Dedicated OEE software solutions offer the best solution. Not only do they automate business processes attributed to machine data, but they also deliver a range of useful tools such as notification and workflow triggers. This ensures that your CMMS will identify any machine-based issues with immediate effect.

Take a second to imagine a world where automated machine monitoring enables you to spot and manage equipment malfunctions courtesy of accurate real-time data, and you’ll immediately understand why a CMMS powered by OEE software is advised for manufacturing plants of all shapes and sizes.

Threading Machine Asset Data

Collecting operator data and threading the underlying data into a system will create smooth operations. however, you must first determine your data structure and think about the metrics that you wish to capture.

Machine data manufacturers enable solutions that can be used to collect a range of usage and condition data metrics. Some of the most common points are;

  • Regression metrics – Mean Absolute Error (MAE), Mean Squared Error (MSE), Root Mean Squared Error (RMSE), and R² (R-Squared).
  • Classification metrics – Accuracy, Confusion Matrix, Precision and Recall, F1-score, and AU-ROC.

Threading this data with real-time results ensures optimal machine utilization and can transform reactive maintenance into a proactive approach. Again, it will also assist the manufacturing operation to know that maintenance team members have all the necessary information to implement smart changes. Crucially, it saves you time and money while simultaneously removing the threat of human error.

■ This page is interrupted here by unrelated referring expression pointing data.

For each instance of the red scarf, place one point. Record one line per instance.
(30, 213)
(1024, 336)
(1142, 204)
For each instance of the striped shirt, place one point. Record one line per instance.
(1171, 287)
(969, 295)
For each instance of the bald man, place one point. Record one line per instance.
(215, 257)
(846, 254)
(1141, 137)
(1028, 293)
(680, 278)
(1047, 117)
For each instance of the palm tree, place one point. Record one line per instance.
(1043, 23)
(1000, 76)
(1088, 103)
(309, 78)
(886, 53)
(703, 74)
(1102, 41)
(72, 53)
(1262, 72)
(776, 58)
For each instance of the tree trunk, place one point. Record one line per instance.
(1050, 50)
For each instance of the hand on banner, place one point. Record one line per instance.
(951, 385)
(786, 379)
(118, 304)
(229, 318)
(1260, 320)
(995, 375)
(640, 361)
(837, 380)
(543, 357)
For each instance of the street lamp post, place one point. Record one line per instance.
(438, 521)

Machines produce hundreds of data captures every second, which is something the outdated manual methods simply cannot do. As well as maintaining equipment with great results, your machine assets will continue to deliver improved performance levels on a daily basis. it will subsequently give you a deep competitive advantage, regardless of which industry you’re in.

Using Machine Data To Modernize Your Business

Learning to manage processes and keep equipment running at full health isn’t the only upgrade that you wish to make. Still, machine data begins the transition of digitizing the business and can be integrated with ideas like remote device management and cloud-connected systems on the shop floor or office.

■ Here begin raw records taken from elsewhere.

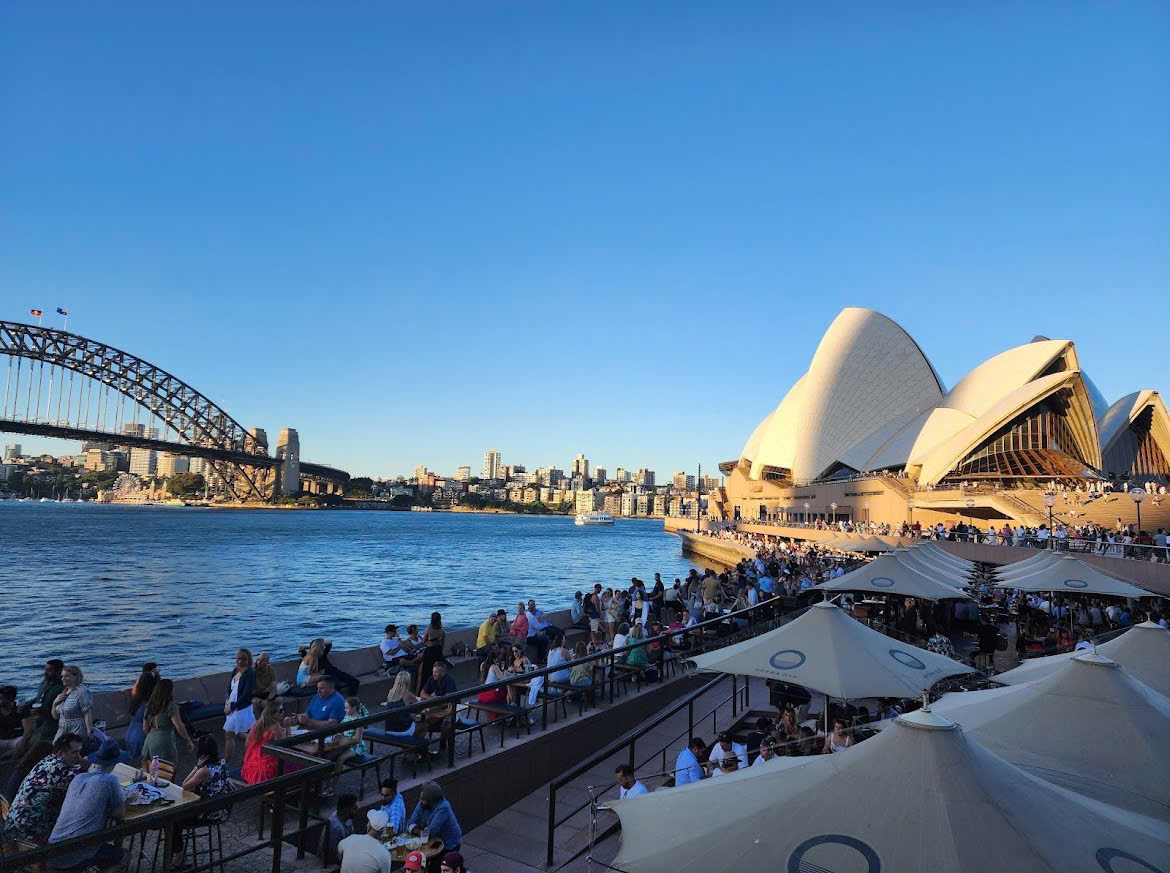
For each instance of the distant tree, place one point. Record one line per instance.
(184, 483)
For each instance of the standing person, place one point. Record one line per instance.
(139, 696)
(238, 707)
(94, 797)
(433, 640)
(39, 722)
(162, 723)
(36, 804)
(74, 707)
(259, 765)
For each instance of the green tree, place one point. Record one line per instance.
(183, 483)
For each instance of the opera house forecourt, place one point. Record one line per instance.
(872, 433)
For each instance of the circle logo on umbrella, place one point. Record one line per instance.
(1106, 856)
(787, 659)
(906, 659)
(797, 863)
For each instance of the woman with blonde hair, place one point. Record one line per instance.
(238, 707)
(259, 767)
(399, 698)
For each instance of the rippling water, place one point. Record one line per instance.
(109, 586)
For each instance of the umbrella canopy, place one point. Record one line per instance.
(888, 575)
(1143, 651)
(955, 578)
(1072, 576)
(921, 797)
(826, 651)
(1027, 565)
(1088, 726)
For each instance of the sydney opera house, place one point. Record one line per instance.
(872, 430)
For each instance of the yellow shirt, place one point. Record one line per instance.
(487, 637)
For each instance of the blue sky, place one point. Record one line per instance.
(420, 231)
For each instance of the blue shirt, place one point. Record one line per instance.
(687, 769)
(331, 707)
(440, 822)
(396, 810)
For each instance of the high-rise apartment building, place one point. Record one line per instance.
(493, 464)
(580, 466)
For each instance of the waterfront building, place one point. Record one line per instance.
(143, 461)
(580, 466)
(872, 404)
(167, 465)
(493, 465)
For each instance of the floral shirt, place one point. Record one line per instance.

If you’re worried about the perceived costs, though, it’s best to choose a system that allows you to focus solely on machine data for now while retaining the ability to upscale over time. After all, overspending and poor cash flow is a leading contributors in over 82% of failed small business ventures. Finding a solution that will save money in the long haul without encountering huge initial outlays will be key.

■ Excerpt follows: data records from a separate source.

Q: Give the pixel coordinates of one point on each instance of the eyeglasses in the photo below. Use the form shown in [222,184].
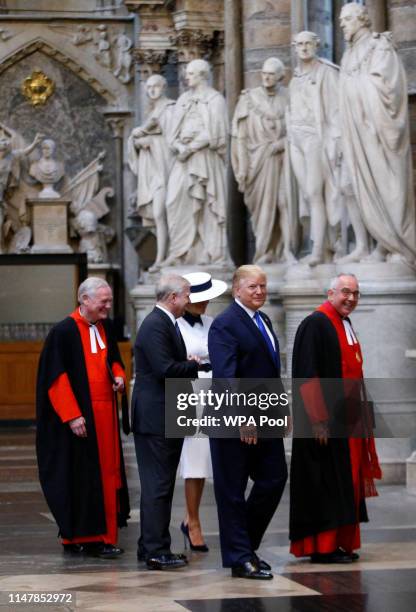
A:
[348,293]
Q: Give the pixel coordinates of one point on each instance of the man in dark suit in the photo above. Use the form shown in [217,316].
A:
[242,344]
[159,353]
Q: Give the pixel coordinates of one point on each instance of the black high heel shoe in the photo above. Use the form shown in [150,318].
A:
[196,547]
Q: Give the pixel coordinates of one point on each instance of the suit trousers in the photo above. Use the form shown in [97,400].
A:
[242,521]
[157,460]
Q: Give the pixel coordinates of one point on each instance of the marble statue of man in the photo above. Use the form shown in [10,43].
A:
[47,170]
[196,198]
[314,140]
[10,170]
[257,155]
[375,133]
[150,159]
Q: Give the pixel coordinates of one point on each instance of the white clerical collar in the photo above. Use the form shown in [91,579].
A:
[349,332]
[166,311]
[250,312]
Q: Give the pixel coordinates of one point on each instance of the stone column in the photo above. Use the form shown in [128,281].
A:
[116,121]
[152,44]
[267,29]
[299,16]
[233,58]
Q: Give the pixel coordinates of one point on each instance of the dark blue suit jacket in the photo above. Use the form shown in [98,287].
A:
[237,348]
[158,354]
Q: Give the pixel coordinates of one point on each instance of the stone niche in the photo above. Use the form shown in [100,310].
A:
[71,117]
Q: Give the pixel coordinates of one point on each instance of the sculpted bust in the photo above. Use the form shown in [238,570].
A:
[196,193]
[151,159]
[314,136]
[47,170]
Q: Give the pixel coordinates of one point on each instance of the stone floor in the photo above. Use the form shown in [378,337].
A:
[31,560]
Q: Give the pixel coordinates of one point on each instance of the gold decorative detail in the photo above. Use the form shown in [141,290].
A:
[38,88]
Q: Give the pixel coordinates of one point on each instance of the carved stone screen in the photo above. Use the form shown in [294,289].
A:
[37,291]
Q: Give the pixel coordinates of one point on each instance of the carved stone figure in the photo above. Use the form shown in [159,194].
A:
[257,155]
[151,159]
[196,198]
[10,170]
[94,236]
[375,132]
[47,170]
[123,58]
[82,35]
[103,53]
[314,136]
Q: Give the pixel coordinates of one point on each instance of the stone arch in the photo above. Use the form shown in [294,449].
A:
[105,85]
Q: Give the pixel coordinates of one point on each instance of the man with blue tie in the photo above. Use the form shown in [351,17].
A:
[242,344]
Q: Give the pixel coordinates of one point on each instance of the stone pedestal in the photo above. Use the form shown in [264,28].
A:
[385,322]
[49,221]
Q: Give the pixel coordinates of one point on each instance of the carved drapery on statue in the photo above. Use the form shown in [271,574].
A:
[375,132]
[260,165]
[196,198]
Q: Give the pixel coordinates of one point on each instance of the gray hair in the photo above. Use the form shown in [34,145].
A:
[312,35]
[334,281]
[169,283]
[90,286]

Whether opting for a simplified solution built solely for monitoring machine asset data or a more advanced solution that looks at combined data across all business settings, a professional machine control system installation allows you to embrace the possibilities of machine monitoring right away.

Connecting your machines through both wired and wireless solutions will form the first step towards facilitating the machine data digital thread in style. From here, data can be extrapolated and contextualized to carry far greater meaning to your overall manufacturing procedures. it subsequently lays the foundation for you to consider further tech updates over the years to come – from IoT to increased automation.

Female staff members taking inventory of production with machine data collection

Wrapping Up Machine Data Collection For Production Data

If you are not currently using machine data collection within your business operations, now is the time to start. From plant managers analyzing downtime to project managers using data points to understand what products or machines need prioritization, the versatile application of data collection can work wonders for the business. 

Moreover, with big data growing at a rapid rate (from $14bn in 2019 to a forecasted $68bn by 2025) across other areas of business, capturing data to promote efficient processes is only the beginning of unlocking the full potential of modern tech and automation. In short, machine data opens the door to leaner processes and increased profit margins.